The main event is happening on wages, and specifically, whether the UAW can deliver a path out of Tier 2 to full wages for all workers and whether veteran or Tier 1 workers can expect their first wage increase in 10 years. Repeat, 10 years.
Williams’ legacy as a one-term UAW president -- he’s limited by age -- will stand on what he achieves on Tier 2. And it should.
Tier 2, which pays entry-level workers a little more than half the $28.50 an hour earned by veteran workers, is anathema to the ideal of equal pay for equal work.
Gary Walkowicz, a UAW bargaining committeeman at Ford’s truck assembly plant in Dearborn, Mich., says in a letter to co-workers this week that lower Tier 2 wages have depressed wages for veteran workers as well.
The Detroit 3 say losing Tier 2 would make them less labor-cost competitive compared with foreign carmakers here, whose labor costs are $10 an hour lower than the $57 an hour that Ford and General Motors already pay.
Put that together and it means that if there’s a UAW strike against one of the Detroit 3 during this year’s contract negotiations, Tier 2 will likely be the trigger -- not a few hundred jobs at Michigan Assembly, which never truly were in jeopardy.
Nor an impasse over a nebulous health care pool, the details of which have hardly been shared with the automakers. If anything, that item is likely to be only a footnote in the new contracts with the proviso that the two sides will work together to formulate opportunities for saving on future health care.
No, Tier 2 is where the action is. And Fiat Chrysler has the most to lose on that front. It is financially weaker than GM and Ford, thus CEO Sergio Marchionne’s serial efforts to enlist GM in a merger.
And FCA’s hourly work force is about 45 percent Tier 2. That’s far higher than the 28 percent at Ford and 20 percent at GM.

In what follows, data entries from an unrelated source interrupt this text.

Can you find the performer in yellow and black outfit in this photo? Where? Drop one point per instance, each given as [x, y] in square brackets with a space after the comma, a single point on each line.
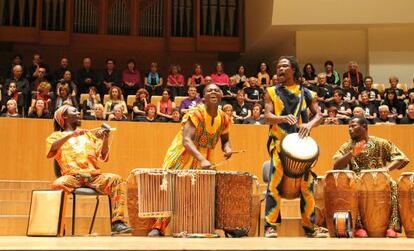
[77, 152]
[193, 146]
[286, 111]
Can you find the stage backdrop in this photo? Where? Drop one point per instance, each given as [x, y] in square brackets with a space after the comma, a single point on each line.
[138, 145]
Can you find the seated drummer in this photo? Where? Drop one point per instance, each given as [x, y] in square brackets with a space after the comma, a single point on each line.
[370, 152]
[77, 152]
[286, 110]
[193, 146]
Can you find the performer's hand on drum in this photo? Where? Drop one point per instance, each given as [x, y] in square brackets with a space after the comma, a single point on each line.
[205, 164]
[304, 130]
[290, 119]
[359, 146]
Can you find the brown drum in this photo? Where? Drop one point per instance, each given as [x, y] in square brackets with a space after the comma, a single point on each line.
[375, 201]
[341, 194]
[318, 189]
[154, 192]
[237, 210]
[194, 203]
[141, 226]
[406, 202]
[297, 156]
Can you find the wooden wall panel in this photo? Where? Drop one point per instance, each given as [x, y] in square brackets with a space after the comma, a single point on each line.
[22, 147]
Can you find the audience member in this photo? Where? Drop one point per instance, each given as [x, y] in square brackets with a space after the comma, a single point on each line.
[153, 81]
[332, 76]
[354, 75]
[131, 79]
[256, 118]
[165, 106]
[190, 102]
[39, 110]
[384, 116]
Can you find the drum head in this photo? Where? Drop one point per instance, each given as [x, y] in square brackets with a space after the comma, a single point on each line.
[298, 148]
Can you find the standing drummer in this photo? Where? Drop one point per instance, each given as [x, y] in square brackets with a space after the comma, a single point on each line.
[193, 146]
[370, 152]
[286, 111]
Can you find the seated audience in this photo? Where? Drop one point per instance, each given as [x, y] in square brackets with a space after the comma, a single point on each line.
[115, 98]
[97, 113]
[153, 81]
[141, 101]
[241, 108]
[165, 106]
[256, 118]
[175, 81]
[11, 110]
[409, 119]
[39, 110]
[192, 101]
[384, 116]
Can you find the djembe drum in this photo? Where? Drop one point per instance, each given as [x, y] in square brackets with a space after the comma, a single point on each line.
[194, 203]
[298, 155]
[237, 209]
[341, 195]
[375, 201]
[406, 202]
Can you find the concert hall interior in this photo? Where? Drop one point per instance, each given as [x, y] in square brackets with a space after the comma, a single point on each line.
[324, 90]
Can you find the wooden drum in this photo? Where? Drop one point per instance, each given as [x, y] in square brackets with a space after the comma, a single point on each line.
[341, 194]
[297, 156]
[237, 203]
[194, 202]
[375, 201]
[406, 202]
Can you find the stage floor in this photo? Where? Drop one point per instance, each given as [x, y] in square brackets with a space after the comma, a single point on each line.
[144, 243]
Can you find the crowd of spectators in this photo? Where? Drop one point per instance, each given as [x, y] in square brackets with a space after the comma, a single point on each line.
[36, 92]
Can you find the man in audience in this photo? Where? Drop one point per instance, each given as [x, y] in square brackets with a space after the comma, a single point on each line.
[364, 152]
[383, 116]
[409, 119]
[87, 77]
[77, 152]
[192, 101]
[354, 75]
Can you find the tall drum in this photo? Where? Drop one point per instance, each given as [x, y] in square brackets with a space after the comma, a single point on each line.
[375, 201]
[194, 202]
[340, 194]
[297, 155]
[406, 202]
[237, 209]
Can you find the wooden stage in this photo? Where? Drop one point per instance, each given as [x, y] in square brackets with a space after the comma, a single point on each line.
[145, 243]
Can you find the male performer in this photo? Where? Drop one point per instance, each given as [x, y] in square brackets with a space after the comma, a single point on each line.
[286, 111]
[370, 152]
[77, 152]
[193, 146]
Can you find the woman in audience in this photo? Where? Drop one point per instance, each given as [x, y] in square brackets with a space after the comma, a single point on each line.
[395, 106]
[153, 80]
[176, 82]
[89, 104]
[309, 75]
[97, 113]
[118, 113]
[263, 76]
[241, 108]
[165, 106]
[197, 79]
[332, 76]
[115, 98]
[131, 78]
[141, 101]
[39, 110]
[256, 118]
[11, 109]
[63, 98]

Consequently, any rollback of Tier 2 will hit FCA the hardest. That rollback could take a variety of forms. One way would be to mimic the Canadian auto worker “grow-in” through the creation of stepped annual raises until Tier 2 workers achieve full pay.
Another approach would be to reinstall caps at each of the Detroit 3 that would limit the hourly workers that could receive the lower wage at about 25 percent. After the cap is reached, any new hires would cause the highest-seniority Tier 2 workers to be promoted to Tier 1 pay. That has happened at Ford.
In the next seven days, the UAW will pick one of the Detroit 3 as its first target to settle on a contract.
Don’t expect it to be FCA. The carmaker’s heavy reliance on Tier 2 workers is going to make those negotiations the most difficult.
So look for either GM or Ford. The nod will likely go to the one that’ll be the most generous to the UAW to set the pattern for the others.